A Developer’s Guide to Machine Learning

Machine learning related jobs have a huge demand nowadays. However, there is a significant gap between supply and demand because of the talent shortage. Today, software developers are one of the most potential candidates of machine learning practitioners. However, there are still strict differences between these motivations.  In this post, we will mention how software developers and machine learning practitioners are different, and how to adapt developers into machine learning field.

super-cdo
New supermen are data science team members

Coding

Machine learning practitioners have to have coding, math and communication skills. Developers already have high coding skills. However, they mostly lack in math oriented thinking. Transforming from code based perspectives to math based mindset can handle most of issues.


🙋‍♂️ You may consider to enroll my top-rated machine learning course on Udemy

Decision Trees for Machine Learning

Imagine a basic neural cell. There are inputs connecting to weights. Here, each input multiplied by its own weight, and sum of input weight multiplications stores summation unit. Summation will be transformed to an activation function, and in this way output of the cell can be calculated.

artificial-neural-network-cell
A neural cell.

Developers tend to apply this calculation with for loops. They might store features in an input array, similarly put weights in a weight array.  Then, they would apply for loop, multiply same indexed input and weight array items in current iteration. Multiplication should also be added into a global variable.

import numpy as np

inputs = np.array([1,0,1])
weights = np.array([0.3, 0.8, 0.4])

sum = 0
for i in range(inputs.shape[0]):
sum = sum + inputs[i] * weights[i]

print(sum)

This approach is fine. It will totally work. However, what if there are hundred of thousand input parameters? Compiler needs to find each variable in different memory slot. This causes a really performance problem. Alternatively, machine learning practitioners tend to solve same problem differently.

vectorized_sum = np.matmul(np.transpose(weights), inputs)

Inputs and weights are same sized vectors. Linear algebra says that matrices can be multiplied only if row size of a matrix is equal to column size of the other one. Here, we can handle matrix multiplication if we transpose weights vector. Then, inputs can be multiplied by transposed weights. The matrix multiplication operation will produce same result as for loops. This approach is called as vectorization.

Vectorization makes your code 4 times cleaner. As Bjarne Stroustrup, who created C++, mentioned that “I like my code elegant and efficient”. Remember the quote of Audrey Hepburn, “elegance is the only beauty that never fades”. Of course, this is not all!

Very complex deep neural networks structures can be reduced into matrix multiplication operations for both backwardly training and feeding-forwardly predictions. Vectorization is almost 150 times faster than traditional loops if input and weight pairs are really large.

My favorite definition of Deep Learning is matrix multiplication, a lot of matrix multiplication… – Barbara Fusinska

This is one of the reason why machine learning community adopts python. Even though there are matrices in high level languages such as Java or C#, there is no out-of-the-box function for matrix operations. Matrix multiplications can be handled by for loops in this high level languages. Herein, python offers overperforming matrix multiplication operations with numpy library. Similarly, tensorflow includes powerful matrix multiplication supporting. However, this is not meaning that python is much faster than the others. Python is faster only if you know how to apply linear algebra in your program.

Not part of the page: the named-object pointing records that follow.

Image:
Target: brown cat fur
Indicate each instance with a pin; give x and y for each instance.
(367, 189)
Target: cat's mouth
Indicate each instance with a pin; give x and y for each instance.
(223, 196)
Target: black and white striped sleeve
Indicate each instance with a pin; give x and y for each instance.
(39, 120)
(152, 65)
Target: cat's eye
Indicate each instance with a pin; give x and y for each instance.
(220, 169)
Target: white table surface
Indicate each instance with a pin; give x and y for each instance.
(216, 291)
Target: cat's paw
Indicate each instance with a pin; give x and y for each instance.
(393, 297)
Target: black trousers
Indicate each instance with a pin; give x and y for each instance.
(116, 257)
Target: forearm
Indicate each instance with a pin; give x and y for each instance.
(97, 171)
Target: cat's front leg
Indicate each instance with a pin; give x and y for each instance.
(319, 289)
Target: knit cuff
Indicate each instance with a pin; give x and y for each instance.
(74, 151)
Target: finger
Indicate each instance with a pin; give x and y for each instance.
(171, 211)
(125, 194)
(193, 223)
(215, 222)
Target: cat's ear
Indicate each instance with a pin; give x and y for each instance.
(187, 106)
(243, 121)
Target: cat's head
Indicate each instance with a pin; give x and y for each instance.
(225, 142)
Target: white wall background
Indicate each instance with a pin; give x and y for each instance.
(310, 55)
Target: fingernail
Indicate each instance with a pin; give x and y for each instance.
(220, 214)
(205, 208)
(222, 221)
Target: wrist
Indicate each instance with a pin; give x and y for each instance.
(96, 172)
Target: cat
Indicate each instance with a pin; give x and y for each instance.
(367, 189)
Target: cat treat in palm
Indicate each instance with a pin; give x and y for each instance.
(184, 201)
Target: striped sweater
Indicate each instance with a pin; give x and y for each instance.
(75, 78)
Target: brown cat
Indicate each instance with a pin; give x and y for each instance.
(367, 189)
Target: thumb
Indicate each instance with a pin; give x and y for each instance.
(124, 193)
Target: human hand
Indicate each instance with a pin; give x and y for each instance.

Even though, matlab is much more powerful than python for matrix based computations, it is not good at data transformation, database connection and service integration topics. On the other hand, high level languages such as java and .net are good at these topics but they are not good at matrix operations. Herein, python is strong computation language and it also supports object oriented programming, database and service subjects. I imagine python as a programming language between matlab and java.

Modelling and training a neural network might last weeks but model can respond immediately if training is over. Herein, well accepted approach is separating training and prediction tasks. You should run training asynchronously as batch process, maybe once a week. High level languages such as java can consume tensorflow based pretrained models. In this way, you don’t need to do anything more, if your production environment is based on java. We can say that training is responsibility of data scientist whereas developers are in charge of prediction.

Testing

Today, unit tests are very important part of software development and devops process. Such that test driven development proposes to write unit tests even before coding. The question is that when to write unit tests. The answer is that when you know the exact result for that program. That’s why, you should not adapt this approach to machine learning lifecycle.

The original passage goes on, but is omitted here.